Le portefeuille, lui, raconte une autre histoire. La Société congolaise des droits d’auteur et droits voisins, la SOCODA, est paralysée depuis un arrêt de la Cour d’appel de Kinshasa-Gombe du 24 avril 2023 annulant l’assemblée qui avait désigné sa direction. Un conflit de clans oppose depuis les partisans de Jossart Nyoka Longo à ceux de Blaise Bula, et l’organisme s’est déclaré, en octobre 2024, incapable de payer les droits d’auteur. Le site Congo Quotidien évoque plus de 80 000 dollars dilapidés, une accusation portée dans le cadre de ce conflit, que rien n’a établie de façon indépendante. Faute de rémunération régulière, nombre d’artistes survivent grâce au mabanga, ces dédicaces payantes glissées au fil des chansons.

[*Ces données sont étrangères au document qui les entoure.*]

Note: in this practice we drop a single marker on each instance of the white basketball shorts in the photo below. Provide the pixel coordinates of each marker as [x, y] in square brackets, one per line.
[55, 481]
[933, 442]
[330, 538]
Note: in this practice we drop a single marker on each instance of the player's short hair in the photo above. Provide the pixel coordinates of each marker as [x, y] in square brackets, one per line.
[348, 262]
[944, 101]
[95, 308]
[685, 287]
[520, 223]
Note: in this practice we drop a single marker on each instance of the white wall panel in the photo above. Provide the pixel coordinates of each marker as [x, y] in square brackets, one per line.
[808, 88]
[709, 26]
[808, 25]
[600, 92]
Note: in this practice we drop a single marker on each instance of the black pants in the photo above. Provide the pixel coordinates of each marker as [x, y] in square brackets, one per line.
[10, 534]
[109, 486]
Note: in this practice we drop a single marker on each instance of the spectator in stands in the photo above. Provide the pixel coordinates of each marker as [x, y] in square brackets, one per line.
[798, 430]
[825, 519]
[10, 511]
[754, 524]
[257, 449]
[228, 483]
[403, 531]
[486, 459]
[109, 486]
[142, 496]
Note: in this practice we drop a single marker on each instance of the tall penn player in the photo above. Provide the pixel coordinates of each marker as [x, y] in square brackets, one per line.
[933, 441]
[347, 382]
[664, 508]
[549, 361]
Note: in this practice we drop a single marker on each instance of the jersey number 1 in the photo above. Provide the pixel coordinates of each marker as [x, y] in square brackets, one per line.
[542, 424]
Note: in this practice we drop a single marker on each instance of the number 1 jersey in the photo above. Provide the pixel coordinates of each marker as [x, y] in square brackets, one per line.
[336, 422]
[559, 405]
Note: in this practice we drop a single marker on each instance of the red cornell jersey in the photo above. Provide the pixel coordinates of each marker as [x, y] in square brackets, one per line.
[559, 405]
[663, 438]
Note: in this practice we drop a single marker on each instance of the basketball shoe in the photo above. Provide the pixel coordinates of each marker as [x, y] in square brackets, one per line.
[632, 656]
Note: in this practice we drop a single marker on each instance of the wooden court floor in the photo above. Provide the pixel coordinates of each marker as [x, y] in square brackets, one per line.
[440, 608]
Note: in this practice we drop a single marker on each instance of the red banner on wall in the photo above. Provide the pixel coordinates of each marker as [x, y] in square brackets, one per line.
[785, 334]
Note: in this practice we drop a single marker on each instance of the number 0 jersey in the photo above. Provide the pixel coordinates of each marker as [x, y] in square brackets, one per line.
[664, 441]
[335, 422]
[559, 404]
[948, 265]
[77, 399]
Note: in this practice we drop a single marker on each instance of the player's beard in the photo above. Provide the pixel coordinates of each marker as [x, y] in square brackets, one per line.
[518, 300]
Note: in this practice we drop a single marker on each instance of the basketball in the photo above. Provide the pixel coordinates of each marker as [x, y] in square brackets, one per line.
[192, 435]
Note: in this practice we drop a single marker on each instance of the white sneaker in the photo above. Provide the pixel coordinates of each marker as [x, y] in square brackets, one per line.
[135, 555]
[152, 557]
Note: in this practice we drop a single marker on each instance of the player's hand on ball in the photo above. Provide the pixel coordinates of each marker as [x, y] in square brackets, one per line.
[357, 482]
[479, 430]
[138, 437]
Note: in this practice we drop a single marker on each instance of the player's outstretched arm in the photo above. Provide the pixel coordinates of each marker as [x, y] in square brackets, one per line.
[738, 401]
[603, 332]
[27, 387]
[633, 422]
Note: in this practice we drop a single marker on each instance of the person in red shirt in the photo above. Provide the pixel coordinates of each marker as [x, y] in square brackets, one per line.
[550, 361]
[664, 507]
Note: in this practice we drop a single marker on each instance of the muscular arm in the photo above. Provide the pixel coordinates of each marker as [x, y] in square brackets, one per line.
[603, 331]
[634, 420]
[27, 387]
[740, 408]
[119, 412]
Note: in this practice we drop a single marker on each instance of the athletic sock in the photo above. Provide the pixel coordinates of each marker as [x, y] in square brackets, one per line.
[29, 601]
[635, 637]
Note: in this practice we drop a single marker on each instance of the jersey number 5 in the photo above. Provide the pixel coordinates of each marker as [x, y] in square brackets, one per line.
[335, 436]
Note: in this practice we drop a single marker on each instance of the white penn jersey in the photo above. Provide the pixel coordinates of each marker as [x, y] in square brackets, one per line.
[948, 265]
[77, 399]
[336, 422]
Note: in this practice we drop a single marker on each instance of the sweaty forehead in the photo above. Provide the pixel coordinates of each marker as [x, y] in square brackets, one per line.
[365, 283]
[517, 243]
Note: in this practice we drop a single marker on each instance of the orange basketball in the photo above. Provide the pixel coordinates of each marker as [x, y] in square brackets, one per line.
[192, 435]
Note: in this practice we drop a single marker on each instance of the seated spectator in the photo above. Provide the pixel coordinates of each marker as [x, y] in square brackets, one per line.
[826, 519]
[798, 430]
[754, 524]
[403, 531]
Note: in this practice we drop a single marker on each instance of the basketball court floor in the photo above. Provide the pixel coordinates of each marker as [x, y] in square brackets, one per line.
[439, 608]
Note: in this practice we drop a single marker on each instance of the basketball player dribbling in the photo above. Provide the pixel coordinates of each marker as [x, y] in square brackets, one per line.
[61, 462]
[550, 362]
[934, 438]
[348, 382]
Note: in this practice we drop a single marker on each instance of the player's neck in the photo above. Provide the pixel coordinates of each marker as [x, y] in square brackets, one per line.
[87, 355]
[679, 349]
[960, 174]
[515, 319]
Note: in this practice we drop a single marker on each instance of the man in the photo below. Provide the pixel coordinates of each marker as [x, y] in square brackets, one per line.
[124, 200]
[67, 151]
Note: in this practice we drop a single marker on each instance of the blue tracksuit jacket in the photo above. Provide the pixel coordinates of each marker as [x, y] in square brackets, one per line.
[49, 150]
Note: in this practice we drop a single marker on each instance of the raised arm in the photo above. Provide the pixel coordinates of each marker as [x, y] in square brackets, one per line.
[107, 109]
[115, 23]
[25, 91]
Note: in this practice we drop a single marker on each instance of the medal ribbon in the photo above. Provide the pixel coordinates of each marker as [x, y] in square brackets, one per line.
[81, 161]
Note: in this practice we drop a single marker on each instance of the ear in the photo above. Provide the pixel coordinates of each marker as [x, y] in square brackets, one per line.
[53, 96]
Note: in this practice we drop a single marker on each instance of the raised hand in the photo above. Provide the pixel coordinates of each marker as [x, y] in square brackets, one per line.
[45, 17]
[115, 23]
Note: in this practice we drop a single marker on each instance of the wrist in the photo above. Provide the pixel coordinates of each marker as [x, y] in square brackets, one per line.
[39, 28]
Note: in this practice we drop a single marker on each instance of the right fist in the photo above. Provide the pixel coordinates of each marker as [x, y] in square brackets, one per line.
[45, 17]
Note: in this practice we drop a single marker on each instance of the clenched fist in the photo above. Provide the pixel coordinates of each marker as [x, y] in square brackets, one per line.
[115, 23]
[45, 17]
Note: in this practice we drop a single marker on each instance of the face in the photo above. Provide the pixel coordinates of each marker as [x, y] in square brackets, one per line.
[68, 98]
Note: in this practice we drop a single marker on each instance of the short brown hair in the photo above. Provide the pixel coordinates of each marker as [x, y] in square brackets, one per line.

Entre ces deux versants, une même exigence. L’inscription à l’UNESCO engage un État à sauvegarder un patrimoine vivant, ce qui suppose des vecteurs de transmission, clubs de quartier, écoles de formation, organisations communautaires, que la fiche onusienne cite comme les canaux par lesquels la rumba passe aux jeunes générations. Nommer ces canaux dans un dossier de candidature est une chose, les financer en est une autre. Le vrai bilan des cinq ans se lira moins dans le nombre de musées ouverts que dans la capacité d’un musicien de Matonge à vivre de son art.
Pour la culture congolaise, l’anniversaire de décembre 2026 aura valeur de test. Un patrimoine se célèbre par des statues et des festivals, il se protège par des institutions qui fonctionnent et des droits qui se paient. La rumba a gagné sa place au panthéon mondial. Reste à lui garantir, chez elle, les moyens de demeurer vivante, pour que le sacre de Paris ne se réduise pas à une ligne sur une liste, aussi prestigieuse soit-elle.